The key values are a2_x = a/2 = 1.5 µm and a2_y = a√3/2 = 2.598 µm, which together give the 60° angle between a1 and a2 that defines hexagonal symmetry. The out-of-plane vector a3 is simply the layer-to-layer repeat distance along z.

7. Example: double helix using Lua scripting

A more visually complex example of what the Lua scripting mode can produce is a double helix — two interleaved helical strands winding around a common axis. This geometry cannot be expressed as a Bravais lattice and requires the scripting interface. The Lua code is shown in ?? and the resulting structure in ??.

OghmaNano Lua script editor showing the double helix code. Two helical strands are generated using sin and cos functions offset by pi, with 200 points per strand over 6 turns. — The Lua script for the double helix. Two strands are generated using parametric trigonometric functions, offset from each other by π radians around the helix axis.

OghmaNano 3D simulation window showing a green double helix structure — two interleaved helical strands winding along the z axis over six complete turns. — The double helix rendered in the OghmaNano 3D view. Two interleaved strands wind over six complete turns, demonstrating the flexibility of the Lua scripting mode for generating non-periodic geometries.

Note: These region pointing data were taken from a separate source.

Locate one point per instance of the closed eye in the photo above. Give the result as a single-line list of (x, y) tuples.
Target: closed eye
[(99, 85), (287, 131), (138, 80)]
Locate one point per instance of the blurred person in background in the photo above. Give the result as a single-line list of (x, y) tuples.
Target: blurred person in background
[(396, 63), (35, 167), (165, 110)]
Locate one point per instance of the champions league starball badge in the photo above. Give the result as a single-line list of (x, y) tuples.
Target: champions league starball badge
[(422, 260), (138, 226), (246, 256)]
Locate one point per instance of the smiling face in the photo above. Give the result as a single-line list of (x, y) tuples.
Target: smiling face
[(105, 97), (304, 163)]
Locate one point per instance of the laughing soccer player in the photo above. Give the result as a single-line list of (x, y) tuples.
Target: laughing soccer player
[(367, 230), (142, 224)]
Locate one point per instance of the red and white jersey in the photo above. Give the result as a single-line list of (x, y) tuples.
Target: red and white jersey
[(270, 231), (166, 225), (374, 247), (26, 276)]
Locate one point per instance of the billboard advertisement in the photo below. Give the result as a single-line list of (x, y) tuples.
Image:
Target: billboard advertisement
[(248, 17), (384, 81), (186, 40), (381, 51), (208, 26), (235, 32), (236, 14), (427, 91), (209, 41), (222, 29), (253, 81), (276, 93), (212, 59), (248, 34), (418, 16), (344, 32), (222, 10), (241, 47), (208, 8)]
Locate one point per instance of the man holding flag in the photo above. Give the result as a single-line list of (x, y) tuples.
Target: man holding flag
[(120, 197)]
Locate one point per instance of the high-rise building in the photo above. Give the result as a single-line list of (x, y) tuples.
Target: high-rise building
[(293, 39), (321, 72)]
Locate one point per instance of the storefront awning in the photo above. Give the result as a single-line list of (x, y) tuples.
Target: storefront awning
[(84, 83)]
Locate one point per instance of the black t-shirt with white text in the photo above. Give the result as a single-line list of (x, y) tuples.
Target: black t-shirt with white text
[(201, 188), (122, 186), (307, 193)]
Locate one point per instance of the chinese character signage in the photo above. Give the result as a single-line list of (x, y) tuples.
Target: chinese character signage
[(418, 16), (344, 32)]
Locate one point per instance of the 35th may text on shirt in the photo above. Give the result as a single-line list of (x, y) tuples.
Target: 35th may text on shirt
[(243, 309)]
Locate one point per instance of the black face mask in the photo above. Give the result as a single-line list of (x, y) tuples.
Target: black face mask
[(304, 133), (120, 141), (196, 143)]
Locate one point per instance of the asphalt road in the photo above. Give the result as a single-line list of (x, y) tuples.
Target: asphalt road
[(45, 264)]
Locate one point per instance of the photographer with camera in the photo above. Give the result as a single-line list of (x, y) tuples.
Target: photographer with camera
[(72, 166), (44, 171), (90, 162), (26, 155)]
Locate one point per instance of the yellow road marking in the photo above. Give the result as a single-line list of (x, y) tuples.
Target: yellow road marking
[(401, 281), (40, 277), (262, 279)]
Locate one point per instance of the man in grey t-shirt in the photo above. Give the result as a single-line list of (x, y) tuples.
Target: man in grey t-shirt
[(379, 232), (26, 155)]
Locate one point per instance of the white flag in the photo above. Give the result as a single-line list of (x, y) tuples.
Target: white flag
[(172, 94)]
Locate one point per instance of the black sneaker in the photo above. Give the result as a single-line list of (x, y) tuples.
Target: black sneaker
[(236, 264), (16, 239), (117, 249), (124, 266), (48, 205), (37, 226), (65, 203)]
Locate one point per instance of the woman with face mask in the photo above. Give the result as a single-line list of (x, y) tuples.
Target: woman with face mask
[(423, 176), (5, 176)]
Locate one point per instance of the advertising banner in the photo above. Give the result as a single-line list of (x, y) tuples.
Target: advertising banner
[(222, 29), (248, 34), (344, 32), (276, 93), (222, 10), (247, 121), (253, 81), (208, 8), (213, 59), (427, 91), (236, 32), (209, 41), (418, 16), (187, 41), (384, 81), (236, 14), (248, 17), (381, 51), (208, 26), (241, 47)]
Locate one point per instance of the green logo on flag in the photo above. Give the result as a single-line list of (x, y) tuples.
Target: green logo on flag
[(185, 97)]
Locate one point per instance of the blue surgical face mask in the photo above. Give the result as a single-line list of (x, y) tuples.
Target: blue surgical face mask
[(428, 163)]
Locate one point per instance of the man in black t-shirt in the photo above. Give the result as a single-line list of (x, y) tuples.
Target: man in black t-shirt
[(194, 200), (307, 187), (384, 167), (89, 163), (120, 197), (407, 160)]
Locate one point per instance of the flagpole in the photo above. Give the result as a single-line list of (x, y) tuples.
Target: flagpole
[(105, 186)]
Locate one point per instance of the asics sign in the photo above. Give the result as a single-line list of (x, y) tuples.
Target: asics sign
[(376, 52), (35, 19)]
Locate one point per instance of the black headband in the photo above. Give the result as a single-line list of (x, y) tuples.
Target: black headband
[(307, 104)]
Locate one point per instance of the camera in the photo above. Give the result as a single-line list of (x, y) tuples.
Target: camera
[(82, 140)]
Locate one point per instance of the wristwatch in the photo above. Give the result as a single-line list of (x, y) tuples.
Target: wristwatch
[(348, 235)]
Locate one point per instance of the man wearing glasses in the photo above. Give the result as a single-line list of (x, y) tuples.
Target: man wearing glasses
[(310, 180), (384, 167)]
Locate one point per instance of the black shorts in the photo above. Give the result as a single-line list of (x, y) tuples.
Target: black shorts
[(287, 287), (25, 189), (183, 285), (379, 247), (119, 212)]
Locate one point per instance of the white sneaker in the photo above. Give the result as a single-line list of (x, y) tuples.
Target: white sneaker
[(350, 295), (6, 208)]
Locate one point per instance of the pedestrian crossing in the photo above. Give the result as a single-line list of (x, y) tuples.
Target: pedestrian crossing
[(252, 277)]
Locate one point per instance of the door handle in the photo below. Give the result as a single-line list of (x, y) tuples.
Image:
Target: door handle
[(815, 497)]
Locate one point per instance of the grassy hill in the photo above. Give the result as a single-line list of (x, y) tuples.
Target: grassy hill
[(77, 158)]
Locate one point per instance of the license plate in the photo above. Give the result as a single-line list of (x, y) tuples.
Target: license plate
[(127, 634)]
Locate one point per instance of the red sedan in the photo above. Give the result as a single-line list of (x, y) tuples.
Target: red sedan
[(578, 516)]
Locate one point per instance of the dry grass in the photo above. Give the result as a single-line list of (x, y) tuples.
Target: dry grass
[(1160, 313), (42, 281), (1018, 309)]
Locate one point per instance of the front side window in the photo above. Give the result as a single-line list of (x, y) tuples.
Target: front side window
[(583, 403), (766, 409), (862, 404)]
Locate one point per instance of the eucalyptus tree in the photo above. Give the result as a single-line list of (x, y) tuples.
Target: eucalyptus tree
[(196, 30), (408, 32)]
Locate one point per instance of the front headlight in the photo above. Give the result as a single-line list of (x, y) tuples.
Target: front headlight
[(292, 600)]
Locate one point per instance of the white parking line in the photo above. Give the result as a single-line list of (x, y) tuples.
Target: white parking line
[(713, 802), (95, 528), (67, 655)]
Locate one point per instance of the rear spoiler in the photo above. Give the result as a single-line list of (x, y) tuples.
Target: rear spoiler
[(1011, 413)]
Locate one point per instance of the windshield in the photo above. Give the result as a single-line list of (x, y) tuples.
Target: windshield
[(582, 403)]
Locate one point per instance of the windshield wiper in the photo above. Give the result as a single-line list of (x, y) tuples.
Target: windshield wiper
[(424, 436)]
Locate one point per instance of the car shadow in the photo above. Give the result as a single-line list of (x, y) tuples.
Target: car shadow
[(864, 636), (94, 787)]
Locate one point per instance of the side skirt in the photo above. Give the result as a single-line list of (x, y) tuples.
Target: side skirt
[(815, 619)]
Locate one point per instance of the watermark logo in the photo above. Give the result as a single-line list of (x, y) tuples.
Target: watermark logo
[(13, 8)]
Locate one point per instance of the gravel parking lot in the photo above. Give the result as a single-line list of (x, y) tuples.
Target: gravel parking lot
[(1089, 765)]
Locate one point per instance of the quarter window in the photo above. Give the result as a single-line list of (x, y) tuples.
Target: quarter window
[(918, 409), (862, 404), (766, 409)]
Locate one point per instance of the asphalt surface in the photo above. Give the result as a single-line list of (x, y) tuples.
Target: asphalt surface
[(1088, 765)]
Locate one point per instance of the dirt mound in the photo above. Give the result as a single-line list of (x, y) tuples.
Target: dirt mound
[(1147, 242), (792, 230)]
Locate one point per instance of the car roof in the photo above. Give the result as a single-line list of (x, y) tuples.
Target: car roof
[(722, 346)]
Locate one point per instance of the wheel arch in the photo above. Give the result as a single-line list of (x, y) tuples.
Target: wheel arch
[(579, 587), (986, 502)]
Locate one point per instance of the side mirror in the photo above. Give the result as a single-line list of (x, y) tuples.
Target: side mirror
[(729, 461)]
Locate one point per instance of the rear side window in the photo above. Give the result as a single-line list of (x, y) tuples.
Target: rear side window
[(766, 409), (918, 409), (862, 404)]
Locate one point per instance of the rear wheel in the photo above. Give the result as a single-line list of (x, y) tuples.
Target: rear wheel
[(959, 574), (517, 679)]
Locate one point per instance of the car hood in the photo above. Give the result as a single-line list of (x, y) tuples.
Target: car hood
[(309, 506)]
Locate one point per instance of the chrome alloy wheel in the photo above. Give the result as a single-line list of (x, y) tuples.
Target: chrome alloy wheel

The complete Lua script for this structure is:

clear_points()

N = 200
radius = 1.5e-6
pitch = 3e-6
turns = 6

for i = 1, N do
    t = (i / N) * turns * 2 * math.pi

    -- first helix strand
    x1 = radius * math.cos(t)
    y1 = radius * math.sin(t)
    z1 = (i / N) * turns * pitch
    add_point(x1, y1, z1)

    -- second helix strand offset by pi (opposite side)
    x2 = radius * math.cos(t + math.pi)
    y2 = radius * math.sin(t + math.pi)
    add_point(x2, y2, z1)

end

Each strand is traced by stepping the parameter t from 0 to 2π × turns. The x and y coordinates follow a circle of the given radius, while z increases linearly with t at the specified pitch. The second strand is offset by π radians — placing it on the opposite side of the helix axis at each point — which produces the characteristic interleaved double-helix geometry.

8. Summary

The step editor in OghmaNano provides three complementary methods for placing objects periodically in 3D space. Basic step mode handles simple uniform arrays with a single displacement vector. Crystal mode supports any Bravais lattice through three primitive vectors a1, a2, a3, enabling hexagonal, cubic, or custom non-orthogonal arrangements. Lua scripting mode removes all geometric constraints, allowing points to be placed at arbitrary coordinates computed from any mathematical expression — as illustrated by the double helix example above. In all three modes, every copy of the object inherits the same optical and electrical properties as the original, so the entire periodic structure can be modified by editing a single object.